A minha única amiga americana deu-me um raspanete por ter chamado «velho senil» ao Joe Biden. Deveria, na sua opinião, ter apresentado o meu ponto de vista de uma forma mais subtil. Talvez tenha razão. Fui injusta e um pouco arrogante. Não mudei de opinião, mas reconheço duas proezas ao novo Presidente americano: livrou-nos de Trump e escolheu Kamala Harris como vice-Presidente. Pode ser que um dia os norte-americanos estejam preparados para vê-la à frente do país.
Mas não é sobre política que tenciono escrever. Deixo esse assunto para os entendidos na matéria. Prefiro debruçar-me sobre os idosos, as pessoa de idade, os velhotes, os velhinhos. Evito certos eufemismos, por isso, chamo-lhes simplesmente… velhos! Cada um deve assumir a sua idade sem medo nem pudor. Mais difícil que envelhecer é aceitar que o corpo muda e a cabeça também, embora a ritmos diferentes. O tempo, às vezes, pode ser cruel. Muitos têm dificuldade em ver nos velhos a criança, o jovem e o adulto de outros tempos. Como se já tivessem nascido com cabelos brancos e rugas.
O mundo ocidental não põe os mais velhos num pedestal, antes pelo contrário. Prefere ignorá-los, fazendo de conta que já não existem. E a situação atípica que vivemos veio degradar a sua já frágil condição de vida. O vírus isolou-os do resto do mundo. Em nome da covid são mantidos prisioneiros em gaiolas douradas (alguns) ou em sítios indecentes (a maioria). Não recebem visitas dos filhos nem dos netos, não vão a almoços de família, não passeiam no parque, não dão comida aos patos, não jogam às cartas. Nem sequer têm direito a certos tratamentos porque as equipas médicas estão mobilizadas noutra frente. Para muitos deles, os cuidados paliativos deixaram de ser uma prioridade. Para quê? Já estão no fim da vida. Resta-lhes ver desfilar as horas, que parecem intermináveis.
Há velhos que vivem em quartos de luxo trancados à chave para evitar que possam circular no corredor da instituição. São medicados para dormir mais horas do que as necessárias. Imersos num estado vegetativo, vislumbram a luz do dia através de grades e não se podem despedir dos amigos que partiram vítimas da covid ou de outra doença qualquer. Isto acontece, regularmente, em lares que não custam menos de 3.000 euros por mês. E todos somos cúmplices porque é mais fácil ignorar. Cada um já tem o suficiente com os seus problemas.

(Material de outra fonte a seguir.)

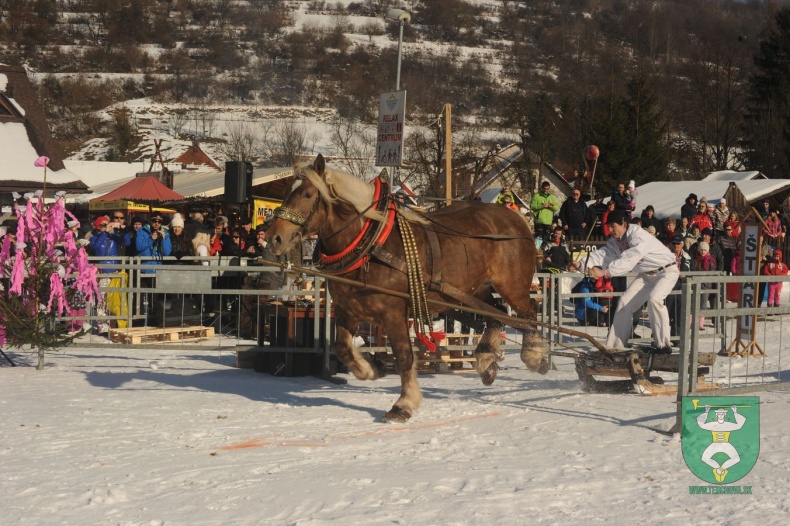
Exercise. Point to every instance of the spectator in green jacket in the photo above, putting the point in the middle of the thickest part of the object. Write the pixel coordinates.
(544, 205)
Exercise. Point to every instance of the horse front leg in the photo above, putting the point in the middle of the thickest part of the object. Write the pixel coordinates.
(346, 352)
(411, 396)
(488, 353)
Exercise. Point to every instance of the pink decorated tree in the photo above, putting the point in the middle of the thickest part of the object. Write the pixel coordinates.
(43, 270)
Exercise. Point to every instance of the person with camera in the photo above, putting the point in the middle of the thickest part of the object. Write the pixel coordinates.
(105, 241)
(153, 241)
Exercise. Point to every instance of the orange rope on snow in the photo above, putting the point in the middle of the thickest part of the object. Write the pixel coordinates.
(263, 442)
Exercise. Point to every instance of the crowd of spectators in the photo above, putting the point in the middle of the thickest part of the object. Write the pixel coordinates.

O contacto intergeracional é vital. Contribui para a construção de uma humanidade mais solidária e resiliente. Os que nunca conhecemos os nossos avós vivemos eternamente com saudades do que nunca foi e sofremos um certo vazio emocional. Que sorte têm aqueles com histórias para contar das tardes passadas a fazer bolos com essa avó doceira, das anedotas do avô bem disposto, das brincadeiras, dos disparates e dos afetos partilhados. Invejo os que teceram uma cumplicidade ímpar com os velhos sábios da família. E todos os outros que iam de férias para a terra dos avós.
A vida normal ficou em suspenso a partir do momento em que os médicos começaram a ter que decidir quem salvam e quem deixam morrer. Os governos atuam em nome dos velhos quando nos impõem o confinamento. Dizem eles. Os membros da família recusam abraços e beijos aos avós para evitar o contágio. Mas todos se esqueceram de perguntar-lhes como tencionam passar os últimos anos das suas vidas. Talvez alguns prefiram uns breves instantes de liberdade aos longos meses de solidão. Mas seria eticamente inaceitável não ostracizar os velhos pelo bem da sua saúde. Que sociedade ousaria correr o risco?

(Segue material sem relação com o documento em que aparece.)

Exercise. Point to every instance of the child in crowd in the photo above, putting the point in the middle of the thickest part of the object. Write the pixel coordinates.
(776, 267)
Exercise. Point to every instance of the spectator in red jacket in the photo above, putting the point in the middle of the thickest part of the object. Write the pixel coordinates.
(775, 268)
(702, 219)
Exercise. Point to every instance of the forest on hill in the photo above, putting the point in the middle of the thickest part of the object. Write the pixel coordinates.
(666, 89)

Nenhuma medida governamental conseguirá travar o inevitável: os velhos morrem lentamente. Em silêncio e sem incomodar. Uns do vírus e outros de depressão. A tristeza também mata. Muitos recusam comida e água e nem as perfusões os salvam. Outros fecham os olhos e esperam que a morte chegue. Afortunados são os que conseguem sobreviver a uma liberdade condicionada e são ainda mestres do seu corpo e da sua mente.